Buruh Tani Dadakan hingga Gotong Royong Sebagai Falsafah Hidup Masyarakat Desa Bagian 1: Dari
***
Sebagai warga Perancis (peranakan asli Ciamis) yang dibesarkan di lingkungan keluarga sederhana, saya kerap memperhatikan bagaimana cara orang desa mengelola hidup mereka. Tak terkecuali mengenai bagaimana orang-orang desa memanfaatkan tenaga yang terbenam dalam tubuhnya.
Tubuhnya boleh kecil dan kerempeng, namun masalah kearifan dan keaktifan dalam bekerja jangan ditanya. Kearifan dan keaktifan itu tak perlu lagi disanksikan adanya. Kearifan dan keaktifan dalam bekerja telah meliputi dirinya. Tidak percaya? Baiklah, mari kita seduh sedikit demi sedikit cerita kehidupan mereka.
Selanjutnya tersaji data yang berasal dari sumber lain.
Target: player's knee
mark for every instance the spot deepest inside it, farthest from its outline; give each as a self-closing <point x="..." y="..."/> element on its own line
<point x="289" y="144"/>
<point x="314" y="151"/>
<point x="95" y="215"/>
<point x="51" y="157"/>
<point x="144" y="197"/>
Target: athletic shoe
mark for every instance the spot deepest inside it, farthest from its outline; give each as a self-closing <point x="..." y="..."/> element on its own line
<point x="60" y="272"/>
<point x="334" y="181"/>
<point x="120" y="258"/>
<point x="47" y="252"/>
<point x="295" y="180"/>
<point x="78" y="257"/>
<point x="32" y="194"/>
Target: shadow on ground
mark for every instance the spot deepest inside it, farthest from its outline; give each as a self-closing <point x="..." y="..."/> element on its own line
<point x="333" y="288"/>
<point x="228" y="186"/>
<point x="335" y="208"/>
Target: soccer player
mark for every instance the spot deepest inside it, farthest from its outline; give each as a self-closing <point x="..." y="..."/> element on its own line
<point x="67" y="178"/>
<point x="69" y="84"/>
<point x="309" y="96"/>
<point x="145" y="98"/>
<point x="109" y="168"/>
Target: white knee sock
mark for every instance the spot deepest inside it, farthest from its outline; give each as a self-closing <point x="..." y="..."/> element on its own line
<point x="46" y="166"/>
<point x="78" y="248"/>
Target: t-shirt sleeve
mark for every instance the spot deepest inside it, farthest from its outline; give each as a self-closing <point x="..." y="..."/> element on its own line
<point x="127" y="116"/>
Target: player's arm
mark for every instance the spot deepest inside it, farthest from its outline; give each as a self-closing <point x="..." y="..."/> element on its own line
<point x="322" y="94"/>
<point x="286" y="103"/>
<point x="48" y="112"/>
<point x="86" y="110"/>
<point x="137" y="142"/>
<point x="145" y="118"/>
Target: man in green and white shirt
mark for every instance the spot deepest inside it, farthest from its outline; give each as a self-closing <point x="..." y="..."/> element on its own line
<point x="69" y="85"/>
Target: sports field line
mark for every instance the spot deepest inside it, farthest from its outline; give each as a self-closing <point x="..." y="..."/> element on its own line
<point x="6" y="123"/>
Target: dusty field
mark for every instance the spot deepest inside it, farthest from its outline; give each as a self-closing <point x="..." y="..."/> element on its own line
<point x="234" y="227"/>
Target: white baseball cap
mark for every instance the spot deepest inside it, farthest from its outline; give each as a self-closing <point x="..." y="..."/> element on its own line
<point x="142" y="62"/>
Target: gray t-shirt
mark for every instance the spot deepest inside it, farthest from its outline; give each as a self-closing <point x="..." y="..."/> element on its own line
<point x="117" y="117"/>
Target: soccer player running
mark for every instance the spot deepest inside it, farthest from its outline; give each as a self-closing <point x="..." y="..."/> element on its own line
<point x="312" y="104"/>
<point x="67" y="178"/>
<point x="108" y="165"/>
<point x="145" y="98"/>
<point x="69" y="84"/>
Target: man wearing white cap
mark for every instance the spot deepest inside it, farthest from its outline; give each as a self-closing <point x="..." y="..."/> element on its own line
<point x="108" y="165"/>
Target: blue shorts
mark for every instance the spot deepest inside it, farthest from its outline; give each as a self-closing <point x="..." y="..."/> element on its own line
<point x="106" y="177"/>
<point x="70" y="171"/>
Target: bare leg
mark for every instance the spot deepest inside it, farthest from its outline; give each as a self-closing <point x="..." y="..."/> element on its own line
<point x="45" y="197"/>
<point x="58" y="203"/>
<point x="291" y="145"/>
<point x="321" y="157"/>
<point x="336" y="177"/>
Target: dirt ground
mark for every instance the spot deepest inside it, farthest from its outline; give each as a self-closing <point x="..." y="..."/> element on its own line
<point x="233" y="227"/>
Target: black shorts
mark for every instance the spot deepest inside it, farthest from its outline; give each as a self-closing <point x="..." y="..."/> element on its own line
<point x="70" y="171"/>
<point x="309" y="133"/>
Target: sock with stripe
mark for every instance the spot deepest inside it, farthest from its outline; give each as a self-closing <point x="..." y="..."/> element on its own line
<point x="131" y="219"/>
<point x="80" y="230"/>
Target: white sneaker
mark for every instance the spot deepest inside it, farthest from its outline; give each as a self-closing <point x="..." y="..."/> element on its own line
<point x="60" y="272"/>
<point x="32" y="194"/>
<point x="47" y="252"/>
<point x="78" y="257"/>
Kehidupan sehari-hari masyarakat yang ada di desa saya pada tahun 2000-an tidak jauh berbeda dengan pola hidup orang desa pada umumnya. Mereka setiap hari bekerja untuk memenuhi kebutuhan hidupnya. Pekerjaannya pun cukup sederhana, mereka mengandalkan sumber daya alam yang tersedia. Bertani di kebun dan sawah.
Ya, mengelola kebun dan sawah menjadi pekerjaan utama setiap warga yang ada di desa saya. Entah mereka bekerja di lahan milik sendiri ataupun menjadi buruh dadakan karena permintaan dari seorang pemilik lahan yang memang masih terbilang tetangga.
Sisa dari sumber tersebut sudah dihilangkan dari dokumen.